I agree that in the short term these types of intervals make sense mainly to quickly tune up for a peak race. 3 weeks isn't that much, but some coaches have 3 of these workouts a week for months on end and I just don't get that. Numbers might go up, but aerobic efficiency might not its a huge trade off.

4 minutes is simply not long. Blood lactate might surpass 4mmol, but in lots of cases it might not either. Also, time at 4mmol is extremely low- you might get 1 minute. This is why the longer intervals make sense when you're essentially trying to increase your wattage and duration spent at 4mmol of blood lactate. A 20min interval will be at the very least 75% of time at this level so a 2x20 gives you 30min of time at threshold vs. a 6x4 giving you 6min. So yah, they have an effect, but its pretty miniscule compared to longer efforts. Combined with the high risk factor and the fact that they have a limited usage window, its just not as sustainable in the long term for overall development. I think at some point though a rider does need this work and they can be used for FTP development i.e. 8-10x5min @100%-105% of FTP with 1 min rest or less being one protocol that comes to mind especially for someone that might race in MABRA.
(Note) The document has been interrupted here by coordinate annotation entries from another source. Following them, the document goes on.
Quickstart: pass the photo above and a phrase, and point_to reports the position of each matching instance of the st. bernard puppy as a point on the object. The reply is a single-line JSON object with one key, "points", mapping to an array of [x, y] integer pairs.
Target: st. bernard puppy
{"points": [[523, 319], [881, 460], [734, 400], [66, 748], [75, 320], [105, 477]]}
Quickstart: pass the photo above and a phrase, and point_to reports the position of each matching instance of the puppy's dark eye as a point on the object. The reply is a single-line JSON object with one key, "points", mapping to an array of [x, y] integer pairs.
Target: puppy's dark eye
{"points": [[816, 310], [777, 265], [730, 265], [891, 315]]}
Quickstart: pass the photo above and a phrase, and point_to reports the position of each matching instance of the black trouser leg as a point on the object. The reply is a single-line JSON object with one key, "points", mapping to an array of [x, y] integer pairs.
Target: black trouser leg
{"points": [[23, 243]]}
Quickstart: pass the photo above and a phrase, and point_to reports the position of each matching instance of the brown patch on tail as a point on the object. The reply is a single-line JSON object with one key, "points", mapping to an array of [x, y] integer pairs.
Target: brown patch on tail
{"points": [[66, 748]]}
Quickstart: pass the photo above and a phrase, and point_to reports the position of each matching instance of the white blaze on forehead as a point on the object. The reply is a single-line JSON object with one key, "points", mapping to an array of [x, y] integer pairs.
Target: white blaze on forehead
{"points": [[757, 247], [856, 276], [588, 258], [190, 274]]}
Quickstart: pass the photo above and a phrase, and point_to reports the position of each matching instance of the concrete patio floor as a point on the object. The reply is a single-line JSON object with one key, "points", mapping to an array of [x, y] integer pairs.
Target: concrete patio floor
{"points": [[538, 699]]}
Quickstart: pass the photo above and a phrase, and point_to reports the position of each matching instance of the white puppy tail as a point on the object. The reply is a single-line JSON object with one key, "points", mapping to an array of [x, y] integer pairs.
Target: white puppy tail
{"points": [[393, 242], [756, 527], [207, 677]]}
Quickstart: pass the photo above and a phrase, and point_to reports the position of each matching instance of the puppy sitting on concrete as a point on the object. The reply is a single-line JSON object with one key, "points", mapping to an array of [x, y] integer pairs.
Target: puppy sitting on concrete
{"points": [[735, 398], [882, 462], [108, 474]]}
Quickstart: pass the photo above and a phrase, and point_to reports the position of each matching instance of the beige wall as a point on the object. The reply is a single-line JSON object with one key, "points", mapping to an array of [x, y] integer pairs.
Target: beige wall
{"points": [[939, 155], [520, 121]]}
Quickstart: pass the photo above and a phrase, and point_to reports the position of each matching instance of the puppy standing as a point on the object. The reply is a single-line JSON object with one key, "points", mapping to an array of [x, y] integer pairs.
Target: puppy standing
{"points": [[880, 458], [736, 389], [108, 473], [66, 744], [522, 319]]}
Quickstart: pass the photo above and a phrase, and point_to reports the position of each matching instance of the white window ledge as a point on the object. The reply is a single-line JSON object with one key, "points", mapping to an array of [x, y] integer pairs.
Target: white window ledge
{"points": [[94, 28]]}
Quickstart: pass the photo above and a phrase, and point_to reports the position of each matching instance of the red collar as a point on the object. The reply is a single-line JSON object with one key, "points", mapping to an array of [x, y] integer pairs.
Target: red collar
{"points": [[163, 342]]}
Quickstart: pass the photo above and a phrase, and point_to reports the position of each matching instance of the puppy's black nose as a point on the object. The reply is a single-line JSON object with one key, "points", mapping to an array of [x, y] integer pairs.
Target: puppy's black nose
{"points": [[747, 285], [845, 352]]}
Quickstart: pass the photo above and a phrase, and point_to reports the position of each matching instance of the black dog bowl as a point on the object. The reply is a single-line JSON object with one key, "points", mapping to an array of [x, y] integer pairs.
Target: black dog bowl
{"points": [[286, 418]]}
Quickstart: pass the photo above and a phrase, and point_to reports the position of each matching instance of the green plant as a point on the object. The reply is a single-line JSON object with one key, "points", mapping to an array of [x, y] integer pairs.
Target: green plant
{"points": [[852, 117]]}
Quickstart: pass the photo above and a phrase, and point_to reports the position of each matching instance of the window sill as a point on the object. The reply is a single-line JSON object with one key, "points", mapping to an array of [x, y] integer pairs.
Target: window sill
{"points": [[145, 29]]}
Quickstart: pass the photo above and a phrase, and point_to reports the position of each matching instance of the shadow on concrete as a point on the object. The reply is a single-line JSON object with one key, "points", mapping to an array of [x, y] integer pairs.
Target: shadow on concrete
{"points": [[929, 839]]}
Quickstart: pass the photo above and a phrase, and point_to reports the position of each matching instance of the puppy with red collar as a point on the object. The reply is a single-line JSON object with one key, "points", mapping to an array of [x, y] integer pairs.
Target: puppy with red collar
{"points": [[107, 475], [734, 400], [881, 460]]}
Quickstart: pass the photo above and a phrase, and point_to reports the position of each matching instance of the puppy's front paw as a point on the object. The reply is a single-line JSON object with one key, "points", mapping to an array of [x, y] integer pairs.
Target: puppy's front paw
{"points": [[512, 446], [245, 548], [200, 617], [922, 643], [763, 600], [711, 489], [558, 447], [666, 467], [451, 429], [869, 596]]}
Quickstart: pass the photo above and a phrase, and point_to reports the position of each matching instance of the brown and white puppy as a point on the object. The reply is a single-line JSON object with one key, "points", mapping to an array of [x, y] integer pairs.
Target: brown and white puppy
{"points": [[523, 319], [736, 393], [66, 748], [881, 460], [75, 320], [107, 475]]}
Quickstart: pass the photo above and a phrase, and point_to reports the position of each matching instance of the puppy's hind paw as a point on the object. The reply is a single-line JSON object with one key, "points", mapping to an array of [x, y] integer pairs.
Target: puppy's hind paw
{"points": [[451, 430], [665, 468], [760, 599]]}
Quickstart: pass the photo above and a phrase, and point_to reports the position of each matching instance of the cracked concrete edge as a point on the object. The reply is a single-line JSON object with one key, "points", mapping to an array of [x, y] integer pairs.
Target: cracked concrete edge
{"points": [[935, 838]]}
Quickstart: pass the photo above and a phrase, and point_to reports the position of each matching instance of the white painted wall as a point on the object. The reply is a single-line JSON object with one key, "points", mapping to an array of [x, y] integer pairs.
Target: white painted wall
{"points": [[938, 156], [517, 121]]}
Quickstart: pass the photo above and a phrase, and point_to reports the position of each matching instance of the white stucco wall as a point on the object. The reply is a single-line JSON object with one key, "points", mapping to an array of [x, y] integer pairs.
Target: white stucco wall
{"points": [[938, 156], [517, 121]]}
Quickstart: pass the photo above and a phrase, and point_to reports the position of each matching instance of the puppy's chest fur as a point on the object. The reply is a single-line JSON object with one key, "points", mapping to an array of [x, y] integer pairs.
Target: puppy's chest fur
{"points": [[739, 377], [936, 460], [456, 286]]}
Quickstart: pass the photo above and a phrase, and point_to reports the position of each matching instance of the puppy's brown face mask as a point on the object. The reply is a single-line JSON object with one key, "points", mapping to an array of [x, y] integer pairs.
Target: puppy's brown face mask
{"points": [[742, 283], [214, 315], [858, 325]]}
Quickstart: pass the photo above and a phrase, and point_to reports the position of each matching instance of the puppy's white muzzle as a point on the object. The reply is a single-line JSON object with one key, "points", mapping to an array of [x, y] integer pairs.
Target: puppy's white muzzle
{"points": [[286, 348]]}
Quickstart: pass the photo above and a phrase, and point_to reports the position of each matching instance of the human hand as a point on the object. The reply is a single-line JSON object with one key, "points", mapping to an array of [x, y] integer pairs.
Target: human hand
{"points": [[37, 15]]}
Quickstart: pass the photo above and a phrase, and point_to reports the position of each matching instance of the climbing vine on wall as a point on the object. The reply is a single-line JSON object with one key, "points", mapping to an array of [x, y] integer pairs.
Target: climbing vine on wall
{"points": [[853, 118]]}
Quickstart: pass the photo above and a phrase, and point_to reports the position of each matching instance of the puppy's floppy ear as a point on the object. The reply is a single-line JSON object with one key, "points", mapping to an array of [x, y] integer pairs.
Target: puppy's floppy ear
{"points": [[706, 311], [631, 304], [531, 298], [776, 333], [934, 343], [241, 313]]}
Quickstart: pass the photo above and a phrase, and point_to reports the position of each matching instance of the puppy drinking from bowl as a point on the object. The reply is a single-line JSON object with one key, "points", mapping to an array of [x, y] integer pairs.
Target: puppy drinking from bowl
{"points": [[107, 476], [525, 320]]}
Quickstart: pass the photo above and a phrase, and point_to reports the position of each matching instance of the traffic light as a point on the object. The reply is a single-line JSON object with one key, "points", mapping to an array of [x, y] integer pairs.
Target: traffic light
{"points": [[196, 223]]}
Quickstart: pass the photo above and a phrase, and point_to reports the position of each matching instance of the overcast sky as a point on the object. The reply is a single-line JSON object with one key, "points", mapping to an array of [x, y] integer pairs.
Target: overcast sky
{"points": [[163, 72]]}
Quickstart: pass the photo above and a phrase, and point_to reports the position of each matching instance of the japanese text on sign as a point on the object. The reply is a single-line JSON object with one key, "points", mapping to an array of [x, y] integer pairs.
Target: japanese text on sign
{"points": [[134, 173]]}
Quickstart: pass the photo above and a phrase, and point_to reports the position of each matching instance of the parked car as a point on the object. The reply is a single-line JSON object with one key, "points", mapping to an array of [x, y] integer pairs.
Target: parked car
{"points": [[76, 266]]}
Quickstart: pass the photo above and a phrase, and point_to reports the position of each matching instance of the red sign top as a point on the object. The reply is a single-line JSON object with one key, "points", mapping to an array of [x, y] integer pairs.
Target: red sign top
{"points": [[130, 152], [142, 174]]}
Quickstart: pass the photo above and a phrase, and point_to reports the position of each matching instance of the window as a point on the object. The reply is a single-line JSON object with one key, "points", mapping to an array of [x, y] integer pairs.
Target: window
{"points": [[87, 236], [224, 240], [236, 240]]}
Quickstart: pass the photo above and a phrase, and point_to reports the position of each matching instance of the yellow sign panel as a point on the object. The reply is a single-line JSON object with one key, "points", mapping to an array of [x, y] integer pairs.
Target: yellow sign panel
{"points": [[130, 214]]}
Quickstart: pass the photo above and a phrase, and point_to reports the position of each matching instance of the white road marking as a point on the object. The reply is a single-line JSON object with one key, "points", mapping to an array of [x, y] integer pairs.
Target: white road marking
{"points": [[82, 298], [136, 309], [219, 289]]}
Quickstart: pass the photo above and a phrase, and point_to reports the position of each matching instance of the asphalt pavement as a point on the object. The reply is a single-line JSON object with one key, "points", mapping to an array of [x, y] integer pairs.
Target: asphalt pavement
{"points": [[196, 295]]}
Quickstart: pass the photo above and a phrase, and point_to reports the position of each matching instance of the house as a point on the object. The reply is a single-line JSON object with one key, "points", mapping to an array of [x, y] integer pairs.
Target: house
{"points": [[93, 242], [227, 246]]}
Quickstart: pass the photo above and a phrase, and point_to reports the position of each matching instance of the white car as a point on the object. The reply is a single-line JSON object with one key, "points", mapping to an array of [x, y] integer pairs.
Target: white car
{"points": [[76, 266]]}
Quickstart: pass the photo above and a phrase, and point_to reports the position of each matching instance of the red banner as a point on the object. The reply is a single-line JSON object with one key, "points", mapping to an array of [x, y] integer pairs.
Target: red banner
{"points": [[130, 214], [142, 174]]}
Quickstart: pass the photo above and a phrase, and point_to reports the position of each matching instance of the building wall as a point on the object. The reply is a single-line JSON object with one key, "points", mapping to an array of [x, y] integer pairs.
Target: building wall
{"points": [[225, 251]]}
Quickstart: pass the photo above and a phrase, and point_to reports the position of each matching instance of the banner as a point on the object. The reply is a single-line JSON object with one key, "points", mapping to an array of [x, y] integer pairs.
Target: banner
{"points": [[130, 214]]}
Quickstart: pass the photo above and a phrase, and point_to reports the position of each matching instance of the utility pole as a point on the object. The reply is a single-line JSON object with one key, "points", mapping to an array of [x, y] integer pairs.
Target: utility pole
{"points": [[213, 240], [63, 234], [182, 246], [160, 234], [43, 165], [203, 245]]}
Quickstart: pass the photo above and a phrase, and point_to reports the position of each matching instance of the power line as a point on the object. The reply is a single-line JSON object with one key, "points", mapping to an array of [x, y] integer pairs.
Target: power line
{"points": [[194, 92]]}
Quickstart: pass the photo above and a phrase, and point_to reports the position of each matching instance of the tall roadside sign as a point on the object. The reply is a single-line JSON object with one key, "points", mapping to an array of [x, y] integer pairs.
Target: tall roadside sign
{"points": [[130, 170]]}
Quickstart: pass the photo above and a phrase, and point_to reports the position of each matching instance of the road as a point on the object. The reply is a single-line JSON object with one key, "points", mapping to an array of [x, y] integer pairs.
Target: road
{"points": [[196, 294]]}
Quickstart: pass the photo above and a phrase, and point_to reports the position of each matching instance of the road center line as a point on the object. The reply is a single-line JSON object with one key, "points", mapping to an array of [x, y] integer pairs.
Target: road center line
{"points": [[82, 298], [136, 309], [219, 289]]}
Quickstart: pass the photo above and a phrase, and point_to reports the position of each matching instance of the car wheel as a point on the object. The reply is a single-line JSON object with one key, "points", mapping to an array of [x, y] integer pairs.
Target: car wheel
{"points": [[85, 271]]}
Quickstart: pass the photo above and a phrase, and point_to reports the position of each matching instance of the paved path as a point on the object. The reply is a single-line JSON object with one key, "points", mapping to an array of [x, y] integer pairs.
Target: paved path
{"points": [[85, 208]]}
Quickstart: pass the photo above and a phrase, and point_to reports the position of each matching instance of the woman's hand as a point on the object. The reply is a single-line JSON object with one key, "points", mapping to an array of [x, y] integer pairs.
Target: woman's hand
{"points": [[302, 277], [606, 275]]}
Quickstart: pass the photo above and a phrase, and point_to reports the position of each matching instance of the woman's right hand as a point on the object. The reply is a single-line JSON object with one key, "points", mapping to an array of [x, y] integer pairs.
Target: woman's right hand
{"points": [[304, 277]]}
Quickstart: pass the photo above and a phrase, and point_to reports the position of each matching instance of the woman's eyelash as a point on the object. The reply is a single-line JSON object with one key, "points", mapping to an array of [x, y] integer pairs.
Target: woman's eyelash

Lastly on this subject, most studies that actually compare shorter to longer intervals rely on a very flawed study by Baumgarter et. al, which compared these intervals to people riding 4hrs of L1 a week and then determined that the aerobic utility of the workouts were high. The study also only lasted 8 weeks.

The HIT study re HGH really isn't HIT since only 25% on the bike was done at lactate threshold. HIT would be around 115%+ of Lactate threshold or more, over 200% for Tabata style workouts. Also, the problem with that study is that HGH does spike with exercise in the short term, but over the long term the spikes in cortisol and other stress hormones can impact its release. Diet also plays into this as well.